Personal information
- Full name: Daniel Lifshitz
- Date of birth: 24 April 1988 (age 38)
- Place of birth: Gothenburg, Sweden
- Height: 1.86 m (6 ft 1 in)
- Position: Goalkeeper

Youth career
- 2004–2007: Maccabi Haifa

Senior career*
- Years: Team / Apps / (Gls)
- 2007–2010: Maccabi Netanya / 17 / (0)
- 2010–2011: Maccabi Ahi Nazareth / 1 / (0)
- 2011–2012: Hapoel Be'er Sheva / 3 / (0)
- 2012: Maccabi Umm al-Fahm / 15 / (0)
- 2013: Hapoel Ashkelon / 17 / (0)
- 2013–2014: Hakoah Amidar Ramat Gan / 19 / (0)
- 2014: Maccabi Herzliya / 12 / (0)
- 2014–2016: Hapoel Ra'anana / 26 / (0)
- 2015–2016: → Maccabi Tel Aviv (loan) / 1 / (0)
- 2016–2017: Maccabi Tel Aviv / 1 / (0)

International career
- 2008–2009: Israel U21 / 1 / (0)

= Daniel Lifshitz =

Israeli former footballer (born 1988)

Daniel Lifshitz (דניאל ליפשיץ; born 24 April 1988) is an Israeli former footballer.

== Biography ==
Lifshitz was born in Gothenburg, Sweden. His father was from kibbutz Nir Oz. His mother was a Swedish woman who had met his father in Israel.
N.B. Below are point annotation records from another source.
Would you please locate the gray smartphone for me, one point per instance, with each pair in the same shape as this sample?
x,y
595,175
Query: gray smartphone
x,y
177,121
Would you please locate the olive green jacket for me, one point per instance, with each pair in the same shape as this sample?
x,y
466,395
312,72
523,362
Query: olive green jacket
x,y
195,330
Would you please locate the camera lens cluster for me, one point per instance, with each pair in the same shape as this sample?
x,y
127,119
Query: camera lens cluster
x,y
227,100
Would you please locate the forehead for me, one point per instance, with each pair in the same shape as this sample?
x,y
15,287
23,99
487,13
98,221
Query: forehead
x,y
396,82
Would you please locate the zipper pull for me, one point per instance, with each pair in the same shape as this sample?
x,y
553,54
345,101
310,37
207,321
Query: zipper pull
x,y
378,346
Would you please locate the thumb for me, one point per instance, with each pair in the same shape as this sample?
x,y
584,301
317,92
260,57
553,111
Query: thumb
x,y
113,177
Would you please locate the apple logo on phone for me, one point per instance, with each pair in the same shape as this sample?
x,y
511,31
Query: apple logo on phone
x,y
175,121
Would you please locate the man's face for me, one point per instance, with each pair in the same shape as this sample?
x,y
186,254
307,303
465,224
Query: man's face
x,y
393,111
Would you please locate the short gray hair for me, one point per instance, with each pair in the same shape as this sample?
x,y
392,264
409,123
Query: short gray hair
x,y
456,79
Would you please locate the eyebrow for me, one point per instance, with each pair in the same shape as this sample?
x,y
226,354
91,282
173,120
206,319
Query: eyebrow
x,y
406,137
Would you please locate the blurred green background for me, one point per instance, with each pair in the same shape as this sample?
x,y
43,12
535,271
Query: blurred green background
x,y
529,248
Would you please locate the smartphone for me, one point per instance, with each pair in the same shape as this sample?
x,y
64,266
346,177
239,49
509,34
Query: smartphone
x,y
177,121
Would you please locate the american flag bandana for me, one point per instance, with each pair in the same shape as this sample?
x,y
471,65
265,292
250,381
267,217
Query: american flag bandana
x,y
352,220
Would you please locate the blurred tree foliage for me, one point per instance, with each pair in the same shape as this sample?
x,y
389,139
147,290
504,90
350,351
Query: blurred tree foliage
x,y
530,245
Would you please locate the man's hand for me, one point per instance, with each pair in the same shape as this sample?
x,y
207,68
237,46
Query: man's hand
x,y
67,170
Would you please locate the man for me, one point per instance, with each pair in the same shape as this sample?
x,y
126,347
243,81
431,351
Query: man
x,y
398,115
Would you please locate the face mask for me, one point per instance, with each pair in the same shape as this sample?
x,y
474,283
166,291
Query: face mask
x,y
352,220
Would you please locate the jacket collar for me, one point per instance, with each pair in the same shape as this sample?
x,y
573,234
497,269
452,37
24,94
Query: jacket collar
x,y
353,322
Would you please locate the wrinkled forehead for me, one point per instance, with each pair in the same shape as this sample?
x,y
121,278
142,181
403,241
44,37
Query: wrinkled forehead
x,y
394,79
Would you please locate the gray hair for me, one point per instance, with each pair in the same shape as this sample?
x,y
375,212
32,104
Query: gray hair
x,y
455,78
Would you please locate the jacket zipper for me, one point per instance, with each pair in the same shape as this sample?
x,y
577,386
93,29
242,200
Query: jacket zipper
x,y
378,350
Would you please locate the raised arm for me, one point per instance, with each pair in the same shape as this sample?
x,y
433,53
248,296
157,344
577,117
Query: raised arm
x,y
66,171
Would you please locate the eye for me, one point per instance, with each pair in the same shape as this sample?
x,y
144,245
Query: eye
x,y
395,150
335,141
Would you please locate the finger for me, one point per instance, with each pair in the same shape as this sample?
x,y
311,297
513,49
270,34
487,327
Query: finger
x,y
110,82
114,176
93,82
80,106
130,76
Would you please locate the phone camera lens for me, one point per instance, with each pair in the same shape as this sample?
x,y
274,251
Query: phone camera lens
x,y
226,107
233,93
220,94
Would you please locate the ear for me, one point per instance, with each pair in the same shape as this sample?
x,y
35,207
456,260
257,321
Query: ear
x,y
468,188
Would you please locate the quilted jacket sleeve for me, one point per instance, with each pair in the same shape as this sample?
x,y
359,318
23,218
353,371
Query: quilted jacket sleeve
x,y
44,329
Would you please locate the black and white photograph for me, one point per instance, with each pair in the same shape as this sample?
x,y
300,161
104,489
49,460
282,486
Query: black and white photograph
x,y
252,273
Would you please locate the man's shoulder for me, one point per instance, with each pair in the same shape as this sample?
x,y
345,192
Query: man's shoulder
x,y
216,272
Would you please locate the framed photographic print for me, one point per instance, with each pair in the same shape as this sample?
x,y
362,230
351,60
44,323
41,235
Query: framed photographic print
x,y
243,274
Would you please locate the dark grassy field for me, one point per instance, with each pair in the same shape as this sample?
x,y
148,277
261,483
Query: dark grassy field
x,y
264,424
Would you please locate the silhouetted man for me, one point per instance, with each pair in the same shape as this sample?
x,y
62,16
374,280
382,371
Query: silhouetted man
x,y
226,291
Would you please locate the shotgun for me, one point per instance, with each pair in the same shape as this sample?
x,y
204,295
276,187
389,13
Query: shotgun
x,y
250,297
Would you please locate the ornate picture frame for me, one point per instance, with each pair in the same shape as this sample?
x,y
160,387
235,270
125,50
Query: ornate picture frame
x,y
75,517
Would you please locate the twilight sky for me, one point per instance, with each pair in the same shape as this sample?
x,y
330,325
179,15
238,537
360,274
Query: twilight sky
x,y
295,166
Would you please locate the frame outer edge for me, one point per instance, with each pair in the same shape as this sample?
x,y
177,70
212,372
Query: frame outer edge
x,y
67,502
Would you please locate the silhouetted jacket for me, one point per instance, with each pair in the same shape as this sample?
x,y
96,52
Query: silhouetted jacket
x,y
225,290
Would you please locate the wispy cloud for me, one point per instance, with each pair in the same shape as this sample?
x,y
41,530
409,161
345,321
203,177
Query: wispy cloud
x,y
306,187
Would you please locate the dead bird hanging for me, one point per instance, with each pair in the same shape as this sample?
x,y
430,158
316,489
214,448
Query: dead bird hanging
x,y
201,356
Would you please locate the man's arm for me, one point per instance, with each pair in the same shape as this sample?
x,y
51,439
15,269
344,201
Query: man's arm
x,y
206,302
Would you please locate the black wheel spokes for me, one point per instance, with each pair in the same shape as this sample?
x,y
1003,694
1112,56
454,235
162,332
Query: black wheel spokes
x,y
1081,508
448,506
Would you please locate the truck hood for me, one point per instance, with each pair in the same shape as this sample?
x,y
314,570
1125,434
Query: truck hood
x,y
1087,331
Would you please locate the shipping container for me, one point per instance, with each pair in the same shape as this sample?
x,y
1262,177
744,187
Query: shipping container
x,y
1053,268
He moved to Israel at age 7 with his family, and grew up on Nir Oz. On 7 October 2023, his grandparents, Oded and Yocheved, were kidnapped to the Gaza Strip by Hamas during the October 7 attacks. On 23 October 2023, his grandmother, 85-year-old Yocheved Lifschitz, was released from Hamas captivity after 17 days. On February 20 2025, the body of his grandfather Oded was returned to Israel after 503 days.

== Playing career ==
On 17 June 2008, Lifshitz signed a four-year contract with Maccabi Netanya.
In the summer of 2010 he left Netanya and signed a contract with Maccabi Ahi Nazareth for one season. Later he moved to play for Hapoel Beer Sheva, Maccabi Umm al-Fahm, Hapoel Ashkelon, Hakoah Amidar Ramat Gan and most recently he signed with Maccabi Herzliya in Liga Leumit.
On May 20, 2018 Lifshitz retired from football.